I'm about to write a program and test(s) for it. This question is about how to structure the top-most level integration test.

At the top level, the main program takes a chunk of data, and outputs another chunk; specifically, it takes in a whole load of business data such as wages, material costs and so on from a configuration file or similar, and produces a single XML file listing products, their prices, product-specific data, data on groups of products, and quite a few other things.

So what should this top-level integration test look like?

I subscribe to the idea of writing top level tests before anything else, acting as a specification of the interface for the code to be programmed - and to a far lesser extent to catch bugs (since at a given level, the set of tests should be more thorough than the level above, so most testing should be done in unit tests.)

I am contemplating writing a single top-level integration test here: feed it a complete configuration file, then test that the XML it outputs is as expected.

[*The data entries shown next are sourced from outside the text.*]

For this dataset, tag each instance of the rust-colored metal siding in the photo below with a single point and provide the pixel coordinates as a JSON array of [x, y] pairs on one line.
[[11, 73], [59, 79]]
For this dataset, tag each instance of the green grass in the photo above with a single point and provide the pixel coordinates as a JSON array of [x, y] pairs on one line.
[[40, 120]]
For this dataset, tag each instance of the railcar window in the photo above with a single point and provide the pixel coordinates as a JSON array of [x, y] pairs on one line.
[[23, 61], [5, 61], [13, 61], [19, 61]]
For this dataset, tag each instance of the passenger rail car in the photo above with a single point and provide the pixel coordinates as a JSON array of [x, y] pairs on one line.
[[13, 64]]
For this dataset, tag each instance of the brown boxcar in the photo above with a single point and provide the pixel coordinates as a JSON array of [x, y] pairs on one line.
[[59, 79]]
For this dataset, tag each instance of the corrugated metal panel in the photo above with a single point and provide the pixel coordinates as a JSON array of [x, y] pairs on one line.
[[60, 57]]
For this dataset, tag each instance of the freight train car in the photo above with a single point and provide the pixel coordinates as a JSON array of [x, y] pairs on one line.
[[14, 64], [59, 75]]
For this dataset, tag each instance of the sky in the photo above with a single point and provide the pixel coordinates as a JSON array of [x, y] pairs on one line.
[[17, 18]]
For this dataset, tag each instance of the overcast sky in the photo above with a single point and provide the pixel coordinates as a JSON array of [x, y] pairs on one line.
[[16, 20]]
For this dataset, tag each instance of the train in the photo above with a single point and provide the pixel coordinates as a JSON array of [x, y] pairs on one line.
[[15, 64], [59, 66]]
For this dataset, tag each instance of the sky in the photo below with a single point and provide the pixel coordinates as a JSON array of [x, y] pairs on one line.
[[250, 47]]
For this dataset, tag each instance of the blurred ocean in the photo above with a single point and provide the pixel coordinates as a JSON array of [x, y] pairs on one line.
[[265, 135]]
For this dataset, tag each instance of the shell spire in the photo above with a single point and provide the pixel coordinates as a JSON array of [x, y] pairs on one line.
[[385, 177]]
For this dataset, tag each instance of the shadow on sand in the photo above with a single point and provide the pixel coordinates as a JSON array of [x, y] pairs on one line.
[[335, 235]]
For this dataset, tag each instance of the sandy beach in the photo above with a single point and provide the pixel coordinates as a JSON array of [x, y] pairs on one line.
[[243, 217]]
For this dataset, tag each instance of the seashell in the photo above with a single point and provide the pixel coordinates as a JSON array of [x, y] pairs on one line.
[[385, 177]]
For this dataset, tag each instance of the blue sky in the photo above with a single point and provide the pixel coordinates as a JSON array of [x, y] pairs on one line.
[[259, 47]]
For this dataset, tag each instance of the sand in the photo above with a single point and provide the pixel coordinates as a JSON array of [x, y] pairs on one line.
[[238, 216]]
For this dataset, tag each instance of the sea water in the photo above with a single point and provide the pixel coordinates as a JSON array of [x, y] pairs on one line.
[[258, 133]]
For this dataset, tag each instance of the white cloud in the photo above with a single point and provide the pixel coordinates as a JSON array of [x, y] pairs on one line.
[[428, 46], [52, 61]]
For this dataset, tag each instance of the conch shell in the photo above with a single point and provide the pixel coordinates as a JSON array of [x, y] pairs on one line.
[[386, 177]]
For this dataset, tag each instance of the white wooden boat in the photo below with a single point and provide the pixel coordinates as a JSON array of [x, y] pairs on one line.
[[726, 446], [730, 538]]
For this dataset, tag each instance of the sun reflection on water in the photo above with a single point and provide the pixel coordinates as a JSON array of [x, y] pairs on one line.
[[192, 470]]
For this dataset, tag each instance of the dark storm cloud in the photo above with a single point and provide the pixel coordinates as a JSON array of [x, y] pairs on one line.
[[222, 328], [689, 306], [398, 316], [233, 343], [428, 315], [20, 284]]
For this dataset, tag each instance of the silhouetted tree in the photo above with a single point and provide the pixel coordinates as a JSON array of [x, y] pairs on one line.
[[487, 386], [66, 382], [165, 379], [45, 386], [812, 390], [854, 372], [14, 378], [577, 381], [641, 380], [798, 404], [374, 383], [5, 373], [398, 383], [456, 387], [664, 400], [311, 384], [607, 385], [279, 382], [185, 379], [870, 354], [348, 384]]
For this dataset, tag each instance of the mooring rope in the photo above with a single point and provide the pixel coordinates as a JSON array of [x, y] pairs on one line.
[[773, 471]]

So, using PHPUnit, I would have a single TestCase class with a single test() method. And that method would assert every expected XML tag and their contents, and also fail if there are unexpected tags. But only one combination of configuration inputs would be tested. (Or perhaps a couple if it really seems necessary at a later time).

This way, the test would serve as a signpost to keep programming efforts focused on the end goal.

And the test would be easy to read (and maintainable?) since it just consists of a very small test method, an input configuration file and an expected output XML file.

The problem is I have read tests should always be kept small - e.g. at most a handful of assert statements per test method. But then testing a whole XML file like this would be a code smell?

  • 2
    No time for a proper answer, but I think you're on the right track. Only, I would make sure to have at least several of these top level tests. At least one happy path with valid input, and several failing cases with invalid input to make sure you know when you're really done.
    – RubberDuck
    Commented Feb 23, 2016 at 11:42

1 Answer 1


Make sure you make a distinction between integration tests and unit tests. What you're describing is an integration test, where you test the whole thing works when put together. So you'd pass in the XML input and then review the XML output to see if it generated the correct output.

This is different to unit testing. Integration tests can, and often do, take a while to run. Its in their nature to be a lot more encompassing and thorough.

Unit tests should be small and light and fast, but their purpose is to test a small unit of code (eg a class or a function). This way you can change a class and re-run its unit test to ensure you've not broken it.

You can dispense with unit tests if you have a good enough integration test however - most people do not have a good enough integration test to get good coverage of the codebase. Also as integration tests tend to require a lot of deployment or setup and take a while to run, you won't run them very often which can let bugs pass in that will be more difficult to fix if you spot them the moment you make them.